一方、今日の日本の教会は偶像礼拝もさることながら、むしろ「相対的世俗主義」と、向き合わされています。世俗主義とは「宗教的な考えや制度が社会的意義を失ってゆく過程」と定義できます。(ローザンヌ宣教 伝送と世俗化)生活が貧しく厳しい時代は社会不安も強いため、宗教活動は活発で信仰も熱心で結束力も強くなる傾向があります。しかし、裕福になり個人化が進むにつれ、人々の精神世界は次第に無宗教的要素が濃くなってきます。宗教を完全に否定はしないけれどその価値は次第にうすめられ、したがって深くコミットしようとはしません。たとえば今日、京都の神社や仏閣はもはやその多くが信仰の対象ではなく、京都の風物詩や古都京都の背景にすぎなくなりつつあります。宗教の空洞化が進んでいるのです。
あるお坊さんが檀家の信徒代表と海外慰問旅行に出かけたそうです。空港で入管の職員が「あなたの宗教は」とたずねてきたので、つい本音が出たのでしょうか、この信徒代表さんは「無神論です」と答えてしまったそうです。入国官と問答になり困った住職さんは「わたしたちは無を信じる宗教者です」と答えてなんとか入国させてもらったそうです。

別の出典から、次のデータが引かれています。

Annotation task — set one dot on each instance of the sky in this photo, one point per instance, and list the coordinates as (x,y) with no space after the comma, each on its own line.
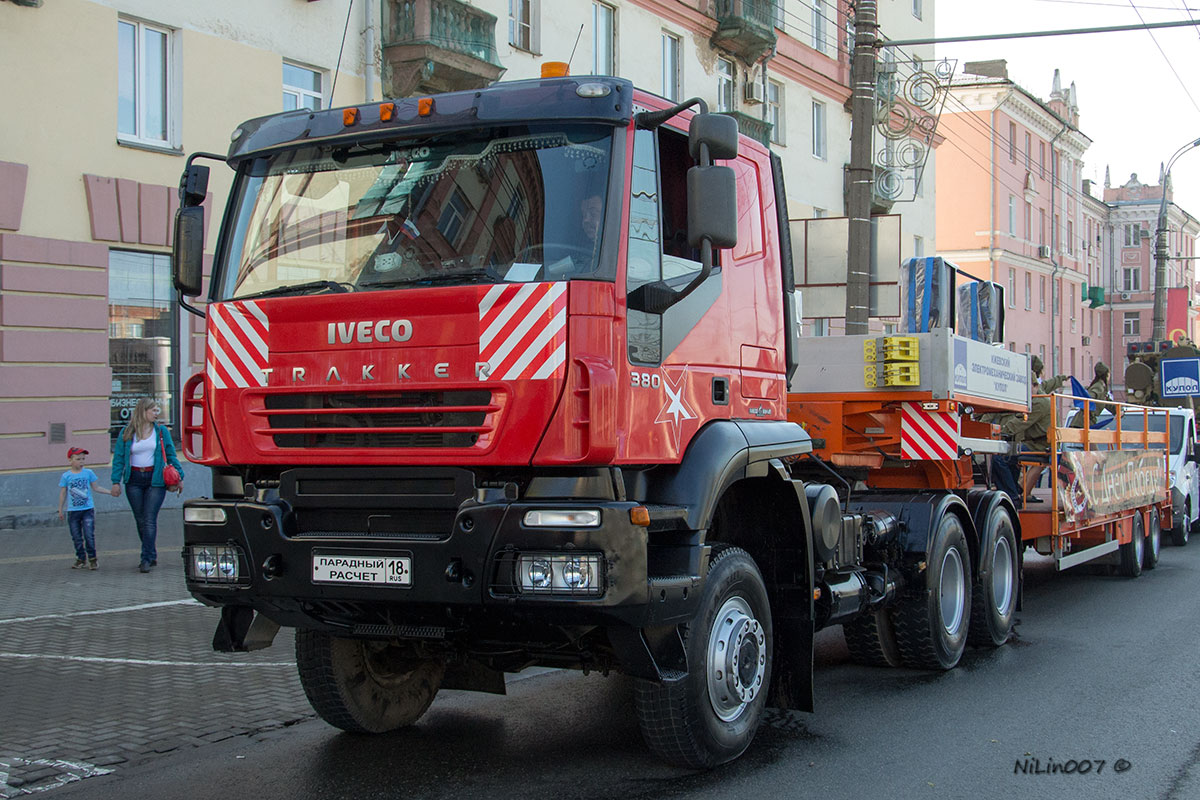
(1133,107)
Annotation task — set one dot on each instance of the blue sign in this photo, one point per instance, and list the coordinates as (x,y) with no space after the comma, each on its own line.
(1181,377)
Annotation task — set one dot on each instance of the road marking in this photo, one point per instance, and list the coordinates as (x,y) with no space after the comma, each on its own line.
(121,609)
(33,559)
(145,662)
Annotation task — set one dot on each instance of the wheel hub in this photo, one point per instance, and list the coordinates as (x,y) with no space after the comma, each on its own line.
(737,659)
(952,591)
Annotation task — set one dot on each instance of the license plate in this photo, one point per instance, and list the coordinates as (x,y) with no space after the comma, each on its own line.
(381,570)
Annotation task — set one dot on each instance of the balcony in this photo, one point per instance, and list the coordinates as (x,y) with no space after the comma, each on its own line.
(753,126)
(433,46)
(745,28)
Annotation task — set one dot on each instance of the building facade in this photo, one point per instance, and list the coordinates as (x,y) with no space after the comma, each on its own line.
(88,316)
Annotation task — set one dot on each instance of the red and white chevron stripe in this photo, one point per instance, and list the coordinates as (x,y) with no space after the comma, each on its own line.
(238,344)
(928,435)
(522,331)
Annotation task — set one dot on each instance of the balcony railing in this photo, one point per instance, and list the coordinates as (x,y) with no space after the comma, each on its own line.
(745,28)
(432,46)
(753,126)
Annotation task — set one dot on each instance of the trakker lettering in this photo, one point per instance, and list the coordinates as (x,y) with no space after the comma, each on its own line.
(367,331)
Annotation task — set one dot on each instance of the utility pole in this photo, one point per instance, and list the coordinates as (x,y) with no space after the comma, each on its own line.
(1161,251)
(862,168)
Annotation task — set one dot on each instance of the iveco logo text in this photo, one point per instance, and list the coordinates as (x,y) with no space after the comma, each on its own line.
(367,331)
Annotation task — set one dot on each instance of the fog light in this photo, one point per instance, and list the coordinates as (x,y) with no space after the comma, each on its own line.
(210,515)
(204,564)
(563,518)
(228,564)
(540,573)
(576,573)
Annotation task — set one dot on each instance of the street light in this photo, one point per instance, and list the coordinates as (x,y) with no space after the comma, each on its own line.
(1159,332)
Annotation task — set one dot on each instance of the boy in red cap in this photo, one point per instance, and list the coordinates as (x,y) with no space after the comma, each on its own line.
(76,487)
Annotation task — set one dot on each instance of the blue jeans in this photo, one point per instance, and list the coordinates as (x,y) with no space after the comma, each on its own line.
(82,525)
(145,500)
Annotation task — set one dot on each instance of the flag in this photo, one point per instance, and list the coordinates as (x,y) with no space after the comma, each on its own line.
(1078,391)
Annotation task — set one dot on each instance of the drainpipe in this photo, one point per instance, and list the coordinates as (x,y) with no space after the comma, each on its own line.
(1054,258)
(991,205)
(369,60)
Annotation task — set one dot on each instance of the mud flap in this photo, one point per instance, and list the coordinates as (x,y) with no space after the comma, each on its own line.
(653,653)
(241,630)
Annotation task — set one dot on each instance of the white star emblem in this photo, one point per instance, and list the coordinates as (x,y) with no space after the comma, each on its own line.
(676,408)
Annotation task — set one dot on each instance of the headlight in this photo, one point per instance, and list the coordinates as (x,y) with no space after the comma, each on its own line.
(563,518)
(215,564)
(557,573)
(209,515)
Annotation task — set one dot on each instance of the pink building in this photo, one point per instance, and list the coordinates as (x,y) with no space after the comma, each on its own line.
(1011,210)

こういう世俗化の中では、伝道してもはっきりとした応答がかえってきません。「ああそう、それがどうしたの」「フーン、熱心ね」で軽く済まされてしまいます。まさにぬかに釘、暖簾に腕押しのような得体の知れない手ごたえのなさをかんじさせられ、かえって霊的な疲れさえ覚えます。私たちはこのような「世俗化・相対主義」の只中でキリストの福音を語り続けなければなりません。真の伝道には苦悩が伴いますが、パウロもイザヤもエレミヤもこの苦悩を知っていたことを思い励ましとさせていただきましょう。
2 伝道者の希望
しかしパウロはイスラエルの不信仰に対して、なお希望を失いませんでした。
キリストのことばは全地に響き渡っているので、聞いて信じる機会は決して閉ざされてはいないからです。「そのことばは全地に響き渡り、そのことばは地の果てまで届いた」(18)
イスラエルの不信仰には神の隠れたご計画があり、つまづいていることにも「意味」があるからです。モーセやイザヤの言葉を引用してパウロは二つの意味を語っています。「神は異邦人にご自分を啓示され」(20−21)、神の民イスラエルに「ねたみを起こさせた」(19)と。
そして最後に、神は「不従順で反逆する民に向かって、終日、わたしの手を差し伸べている」(イザヤ65:2)と、神の恵みと選びの普遍性を改めて強調しました。
不従順で反抗する民だけれど、それでも神の「哀れみとすくいの手は日夜さし伸ばされている」(21)。これがパウロの希望であり、伝道の力でした。
「神は決してお見捨てにはならない。」そうです、この信頼こそが、伝道の力であり、希望です。
1 したがって、伝道を志す者はこの希望を放棄してはなりません。この希望をしっかりとつなぎとめなければなりません。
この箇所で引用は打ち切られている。